人の能力を軽々と超えてしまう力は、チート能力と言っても過言ではない。それを考えると安易な発言をしてしまったハルトは後悔した。
「そう謝るな。今は無知なのだから仕方がない。まあ、お主の知っているものより、ちと便利すぎるから使いかたには気をつけるようだがな」
「便利過ぎる? そんなにヤバいのか?」
「言葉どおりのことだ。お主はまだ深くは追求していないようだから危険ではないがな。今度教えてやろう。良い勉強にはなるはずだ」
メニューウィンドウだけで危険が発生することなんて、前世で体験したことのないハルトからすればありえないことだ。バグかなにかと思ったが、閻華の口振りからすると、おそらくバグではない。まずこの世界にバグというのは存在するのかも怪しい。
だが、わからないモノはわからない。原理など予想したところで所詮は子供の妄想。このことは頭の隅にでも置いておこうとハルトは思った。

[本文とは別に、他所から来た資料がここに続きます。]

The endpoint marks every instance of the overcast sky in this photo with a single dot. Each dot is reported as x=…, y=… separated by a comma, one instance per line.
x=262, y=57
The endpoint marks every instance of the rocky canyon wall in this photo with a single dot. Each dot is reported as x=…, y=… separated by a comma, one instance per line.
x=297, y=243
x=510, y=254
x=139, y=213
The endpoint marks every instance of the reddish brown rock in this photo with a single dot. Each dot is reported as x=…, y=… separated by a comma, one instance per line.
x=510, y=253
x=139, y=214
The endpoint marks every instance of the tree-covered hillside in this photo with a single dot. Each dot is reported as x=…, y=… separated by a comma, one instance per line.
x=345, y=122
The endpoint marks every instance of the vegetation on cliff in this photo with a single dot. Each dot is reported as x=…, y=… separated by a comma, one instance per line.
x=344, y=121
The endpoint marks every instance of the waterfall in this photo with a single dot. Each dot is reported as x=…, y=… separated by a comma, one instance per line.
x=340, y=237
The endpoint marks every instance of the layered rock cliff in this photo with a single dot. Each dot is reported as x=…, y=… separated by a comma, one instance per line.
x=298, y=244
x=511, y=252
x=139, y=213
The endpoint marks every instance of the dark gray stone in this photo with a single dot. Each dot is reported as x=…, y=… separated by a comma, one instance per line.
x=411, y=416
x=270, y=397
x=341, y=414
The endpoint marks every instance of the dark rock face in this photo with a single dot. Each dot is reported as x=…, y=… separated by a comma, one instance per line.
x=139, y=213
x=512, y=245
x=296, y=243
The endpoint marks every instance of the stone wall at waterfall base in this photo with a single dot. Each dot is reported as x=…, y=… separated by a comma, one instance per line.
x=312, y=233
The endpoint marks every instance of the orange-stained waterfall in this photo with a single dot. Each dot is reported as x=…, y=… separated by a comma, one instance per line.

「そして最後の質問なのだが……。ちとお主には答え辛い話だが、これはしっかりキモに命じたほうがいい」
その言葉にハルトは小首を傾げた。
「この世界では死の概念がない。この言葉に嘘はない。しかしながら、この世界ならではの死という概念はあるのだ」
瞬間、ハルトの心臓が大きく波打つ音がした。
「……死ぬ、って言うのか、この世界でも。……いやでも待ってくれ、死んでも生き返るんだろ? この世界なら。現にさっき俺が倒したヤツも生き返ったじゃないか」
「確かにな。あの男は運良く蘇生できた」
「運良く? そりゃゲームの混じった世界なんだからな。蘇生できて当然なん、じゃ……」
そう言い切ろうとした瞬間、ハルトはあることに気づく。閻華の言葉を聞いていたのに、それを間近で見ていたのにも関わらず、なぜそのことに気づかなかったのか、自分が不思議でならなかった。
ハルトの表情が変わったことに気づいた閻華は、
「気づき新たな疑問ができたお主に、この回答に上乗せして答えよう」
不敵に笑いながらに言った。
その閻華の言葉に、ハルトは生唾を飲み込みながら耳を傾ける。
「先程も言った蘇生できて当然、なんじゃない。術があるから当然なのだ。マナ……お主の世界では魔力と言ったものに分類され、どの世界にも共通して存在する力なのだ。お主のいた世界とかはなぜか魔力を感じられないようだが、これも実在するものだ。そもそもこの世界の土台となっているのは実在する世界。仮想と現実が混合する世界だとしてもその事実は変わらない。我々の言っている仮想とは、ゲームで言う魂と身体を担うアバター、そしてシステム。つまりこの世界に存在する生命自体、人類自体が仮想であり、実在する存在だ。性質は違えど、この世界ではお主たちはまごうことなき生者。姿形、考えかたは人間そのものだ。まあ、簡単に言えば造りは違うだけの人間だ。――肉と骨でできてるか、霊魂だけでできてるか、の違いだけだ」
閻華は石の塀を飛び降りて、ハルトに近づいて話を続ける。
「お主らは魂だけでできてるが、果実で例えるなら、種子が魂で、それを中心に覆う果肉はマナを凝縮してできた身体。まあ、身体はマナとはいえちょっと錬金に近くてな。物質の生成によって肉体構造を造り上げている。ゆえに生命の終わりも存在するようになる。普通なら肉体の損傷、衰弱によって死ぬが、この世界では他の世界同様に死んでも何事もなかったかのように生き返ってしまう」
「それじゃ、前振りを言っただけで運良く蘇生できた説明になってな――」
瞬間、ハルトの口を閻華は指で制止させ、言葉を続ける。
「その前振りが大事なんだ。お主が倒したヤツだが、あのときは魂の具現化が保てなくなって魂だけになっていたが、あの時点ではまだ生きていたのだ。――ここまで言えばもうなんとなく答えはわかるだろ?」
閻華がそう言うと、ハルトは口を開いた。
「魂が消えた瞬間が、死……」
ハルトの答えを聞いた閻華は踵を返して少し足を進ませて言う。
「……そう、だがそれでは死とは言わない。結局生き返るのだからな。」
閻華は足を止めると、また踵を返しハルトと目を合わせる。